Secondo una rivelazione del 2013 effettuata dall’OMS (Organizzazione Mondiale della Sanità) dal titolo Global and regional estimates of violence against women: prevalence and healt effects of intimate partner violence and non-partner sexual violence, la violenza domestica è la prima causa di morte e disabilità per le donne del mondo. Inoltre, si stima che circa il 42% ha riportato ferite e danni fisici che possono aver causato disabilità permanenti. Ad ogni modo, stilare un rapporto dettagliato è quanto mai articolato.

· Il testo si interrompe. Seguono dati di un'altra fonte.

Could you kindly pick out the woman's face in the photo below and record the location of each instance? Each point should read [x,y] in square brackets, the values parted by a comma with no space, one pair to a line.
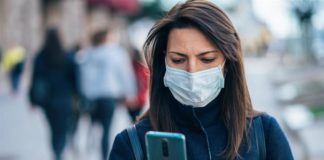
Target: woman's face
[188,49]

Ad esempio, la quantificazione delle disabilità temporanee o permanenti è definita tra il 40 e il 72%. Questo ampio range certifica la difficoltà di redigere un’analisi precisa, anche perché vi sono diverse tipologie di conseguenze da tenere in considerazione: disabilità fisiche causate dalle aggressioni (come paralisi, deficit sensoriali), malattie organiche (le malattie sessualmente trasmissibili) e malattie psichiche (come la depressione). Tutto ciò è confermato anche dal report Violence Against Women: an EU-Wide Survey dell’Agenzia Europea per i Diritti Fondamentali, pubblicato nel 2014 e disponibile online.
Un altro mondo nascosto nel sottobosco delle violenze sessuali riguarda le donne con disabilità. Secondo gli ultimi dati ISTAT, il 10% rischia di subire uno stupro (4,7% per le donne normodotate), mentre la percentuale aumenta in caso di comportamenti persecutori, come lo stalking, arrivando al 21,6% (14% per le normodotate). Come mai i rischi raddoppiano in caso di disabilità? Le donne con limitazioni fisiche hanno bisogno di assistenza, di persone che le aiutino nelle faccende quotidiane. Tenuto conto che la violenza domestica perpetuata dai familiari è diffusa, possiamo quindi ipotizzare che tali abusi possano essere causati anche da persone ‘fidate’ o dagli assistenti. In occasione della scorsa Giornata contro la violenza sulle donne (si celebra ogni anno il 25 novembre), è stata evidenziata la presenza di 1.000 casi l’anno di abusi su persone con disabilità mentali e deficit motori.
“‘Cause I can make it on my own” continua il brano di Kesha. Ma è anche vero che uniti contro la violenza siamo più forti.